Regarding the second objection, this is likely to be the case only to a certain extent. Let’s assume one can relate twice as efficiently to each of 3–4 partners because you aren’t spending as much time with each person. (3–4 times as efficiently is unlikely due to the additional time spent processing polyamory-specific issues.) Then you are still spending 15–20 hours a week, nearly double that of a monogamous relationship. In addition, there are built-in inefficiencies to dating multiple people, for instance recalling the same life events to more than one person. So the idea that polyamory would require less time than monogamy is unlikely.

Perhaps intimate relationships should be central to human life, and thus the more the better. Well even if intimate relationships should be central, more equals better does not follow from this. Most good things have a point where too much becomes a bad thing. There is no reason to suspect that for most people, most of the time, having 3 or 4 intimate, sexual relationships would be better than one. In some unique cases no doubt it works, but that is not enough to generalize to all people. And if the subtle pleasure of intimacy is the purpose of polyamory, there is reason to suspect that polyamorous relationships are less subtle and deep than monogamous ones, precisely because each partner gets less time and energy. Therefore having fewer partners would mean more depth of intimacy.

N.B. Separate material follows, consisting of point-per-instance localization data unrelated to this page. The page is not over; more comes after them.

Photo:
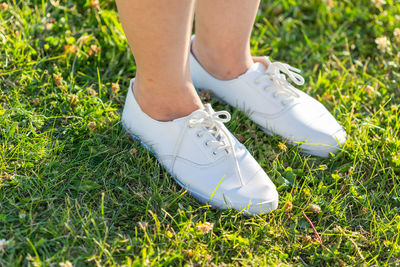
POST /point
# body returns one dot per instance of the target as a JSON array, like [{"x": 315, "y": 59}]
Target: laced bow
[
  {"x": 209, "y": 124},
  {"x": 276, "y": 74}
]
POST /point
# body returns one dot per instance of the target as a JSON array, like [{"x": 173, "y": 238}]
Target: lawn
[{"x": 75, "y": 190}]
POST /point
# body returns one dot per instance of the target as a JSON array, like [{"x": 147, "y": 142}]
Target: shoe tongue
[
  {"x": 257, "y": 67},
  {"x": 202, "y": 112}
]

Seeing relationships in terms of efficiency does strike me as strange, if not abhorrent. Of course this estimate is based in a ridiculous quote from Musk — trying to quantify how much time a relationship requires is madness, one might object. A partner doesn’t want 10 hours a week of your time, they want you to be present and not watching the clock. In that case, 10 hours would likely be entirely too low of an estimate, which would just harm the case for polyamory even moreso. The more relationships one has, the more one has to consider time-management in order to balance them, and as we’ve already seen, 3 +/- 1 seems to be the magic number. So if seeing relationships in terms of time is abhorrent, then one ought to reduce the total number, not increase it!

It’s Not Wrong, It Just Takes Too Much Time

There’s a reason why most people I’ve seen who’ve been able to pull off polyamory for more than 6 months consistently have been underemployed or unemployed. It simply takes too much time.

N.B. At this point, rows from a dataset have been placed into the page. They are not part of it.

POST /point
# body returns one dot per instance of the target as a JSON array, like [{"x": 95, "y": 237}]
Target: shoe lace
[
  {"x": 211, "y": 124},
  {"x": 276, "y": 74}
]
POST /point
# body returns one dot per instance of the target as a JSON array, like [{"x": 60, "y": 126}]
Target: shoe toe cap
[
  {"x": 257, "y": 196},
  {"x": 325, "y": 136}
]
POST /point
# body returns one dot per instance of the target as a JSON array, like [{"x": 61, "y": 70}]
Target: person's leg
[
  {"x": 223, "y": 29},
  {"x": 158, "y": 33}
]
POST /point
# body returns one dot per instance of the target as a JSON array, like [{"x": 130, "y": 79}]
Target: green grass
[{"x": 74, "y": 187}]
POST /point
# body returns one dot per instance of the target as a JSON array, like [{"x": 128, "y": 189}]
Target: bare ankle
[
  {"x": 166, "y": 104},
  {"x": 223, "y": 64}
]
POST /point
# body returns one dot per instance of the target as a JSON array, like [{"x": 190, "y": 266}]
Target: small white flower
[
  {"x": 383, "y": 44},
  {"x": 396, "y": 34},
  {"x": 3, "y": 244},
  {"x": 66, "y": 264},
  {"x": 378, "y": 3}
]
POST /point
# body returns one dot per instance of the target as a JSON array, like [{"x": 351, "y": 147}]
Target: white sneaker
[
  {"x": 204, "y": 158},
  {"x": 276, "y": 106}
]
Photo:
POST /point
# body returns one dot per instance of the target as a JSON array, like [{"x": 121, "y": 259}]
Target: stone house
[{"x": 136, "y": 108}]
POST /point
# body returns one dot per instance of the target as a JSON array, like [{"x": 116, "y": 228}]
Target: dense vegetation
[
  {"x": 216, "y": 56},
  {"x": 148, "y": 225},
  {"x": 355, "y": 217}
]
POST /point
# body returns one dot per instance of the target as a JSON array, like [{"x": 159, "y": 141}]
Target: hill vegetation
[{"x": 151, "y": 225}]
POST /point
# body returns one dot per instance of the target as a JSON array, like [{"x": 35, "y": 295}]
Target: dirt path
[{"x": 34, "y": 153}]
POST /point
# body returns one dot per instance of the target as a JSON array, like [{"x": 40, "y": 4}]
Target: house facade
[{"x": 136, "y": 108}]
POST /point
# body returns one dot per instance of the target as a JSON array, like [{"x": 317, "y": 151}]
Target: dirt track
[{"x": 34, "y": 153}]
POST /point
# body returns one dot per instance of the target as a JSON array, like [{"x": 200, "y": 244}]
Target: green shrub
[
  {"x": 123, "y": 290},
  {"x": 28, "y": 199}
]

And the time spent means less time doing other things, such as making a contribution to your community, or developing your career, learning new skills, volunteering, playing music or making art, spending time with family, and even deepening your existing relationships. By being polyamorist, people almost always make their intimate, sexual relationships central to their lives, at the cost of other things that they could be doing.

As a matter of personal values, if one values variety of sexual relationships as the most important thing, this would at least be congruent. But should we all have this as our primary value? I think the case is a clear “no.” Some people strongly prefer it and make it work, but ultimately there are too many drawbacks, too many complexities, and ultimately not enough value there to make multiple sexual relationships central in general to all human lives.

The case against polyamory is too strong to recommend it as a general solution to the problems of monogamy. Instead, most of us will have to continue to figure out how we can best navigate the challenges of monogamous commitments within the framework of faithfulness to one and only one partner at a time.